3 Use tempory support nails driven into the joint of the base plate /concrete block joint to help you place the panel. Remove them later.
4.I was going to use small panel nails to space the plywood for caulkable joints, but found it too difficult to fight the bowing of the plywood and the difficulty of aligning the panel by myself to make it worthwhile. Stud to sheet edge would have slowly accumulated errors also. Without using screws, the plywood would have been hard to pull tight to the studs, using a finish nailer. The plywood factory is only a few miles away, whether the plywood needed more time after manufacture, and before store delivery, to stabilize while banded, is debateable.
5. I used a finish nail gun to temporarily attach key points of the panel until I had control of it, then added 1-5/8" coarse thread drywall screws to permanently attach. The plywood I got from Lowes was relatively flat, but bowed even while being transported home at night, enough so that I had a hell of a time getting it aligned and flattened out on the studs by myself, and I'm not inexperienced.
6.Drywall screwgun has adjustable countersink capabilities, to set the screws like you want them.
I will post other observations as I encounter them.
RJ
1. If you have an 8 foot high sidewall, vertical gives a few less visual seam distractions.

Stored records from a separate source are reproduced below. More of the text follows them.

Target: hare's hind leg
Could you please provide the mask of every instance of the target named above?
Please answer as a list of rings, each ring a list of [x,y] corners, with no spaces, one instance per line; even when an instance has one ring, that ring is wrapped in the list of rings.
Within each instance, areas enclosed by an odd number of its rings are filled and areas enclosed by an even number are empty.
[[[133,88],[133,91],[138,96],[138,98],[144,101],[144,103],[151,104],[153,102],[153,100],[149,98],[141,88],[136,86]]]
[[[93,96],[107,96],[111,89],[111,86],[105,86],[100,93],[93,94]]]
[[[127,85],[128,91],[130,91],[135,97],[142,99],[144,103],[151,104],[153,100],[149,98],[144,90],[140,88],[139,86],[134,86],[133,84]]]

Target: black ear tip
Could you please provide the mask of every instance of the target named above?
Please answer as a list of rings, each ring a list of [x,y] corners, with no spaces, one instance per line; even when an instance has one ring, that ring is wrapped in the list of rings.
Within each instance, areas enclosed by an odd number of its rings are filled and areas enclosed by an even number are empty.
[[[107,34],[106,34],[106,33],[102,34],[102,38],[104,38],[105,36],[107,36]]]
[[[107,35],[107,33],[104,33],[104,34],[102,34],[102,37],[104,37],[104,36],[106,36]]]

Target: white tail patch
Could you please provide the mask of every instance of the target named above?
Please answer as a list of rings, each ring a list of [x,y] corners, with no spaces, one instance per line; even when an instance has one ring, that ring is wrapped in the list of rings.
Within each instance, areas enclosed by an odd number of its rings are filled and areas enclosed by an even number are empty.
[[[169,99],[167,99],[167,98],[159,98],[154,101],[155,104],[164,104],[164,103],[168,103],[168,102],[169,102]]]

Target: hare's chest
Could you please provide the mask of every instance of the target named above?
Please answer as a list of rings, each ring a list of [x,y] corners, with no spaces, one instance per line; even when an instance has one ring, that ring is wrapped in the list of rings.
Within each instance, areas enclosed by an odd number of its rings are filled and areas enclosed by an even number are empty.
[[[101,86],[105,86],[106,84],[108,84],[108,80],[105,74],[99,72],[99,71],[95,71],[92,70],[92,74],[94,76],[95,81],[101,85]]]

2. Vertical seems easier to place by yourself at this height. (bear hug style) I am using a drywall screwgun, and did not do a horizontal installation due to not having to use a countersink for the vertical mode, due to the fact that a screw placed close to the end of a sheet of plywood at butted end joints without first using a countersink will break and chip out the remaining short end grain between the screw and the end of the sheet. On the vertical application, I was able to prevent this because you have more contact area to your top and bottom plate, and the screw can then be placed further from the ends of the sheets. Side seams do OK, but can bulge factory edges, so you may want to nail install sheets to hold them in place, then come back and do your screw-out.
3 Use tempory support nails driven into the joint of the base plate /concrete block joint to help you place the panel. Remove them later.
4.I was going to use small panel nails to space the plywood for caulkable joints, but found it too difficult to fight the bowing of the plywood and the difficulty of aligning the panel by myself to make it worthwhile. Stud to sheet edge would have slowly accumulated errors also. Without using screws, the plywood would have been hard to pull tight to the studs, using a finish nailer. The plywood factory is only a few miles away, whether the plywood needed more time after manufacture, and before store delivery, to stabilize while banded, is debateable.
5. I used a finish nail gun to temporarily attach key points of the panel until I had control of it, then added 1-5/8" coarse thread drywall screws to permanently attach. The plywood I got from Lowes was relatively flat, but bowed even while being transported home at night, enough so that I had a hell of a time getting it aligned and flattened out on the studs by myself, and I'm not inexperienced.
6.Drywall screwgun has adjustable countersink capabilities, to set the screws like you want them.
I will post other observations as I encounter them.
RJ

I can just barely see a vertical seem in that picture. Which for a 'shop' is no big deal at all, to me anyway.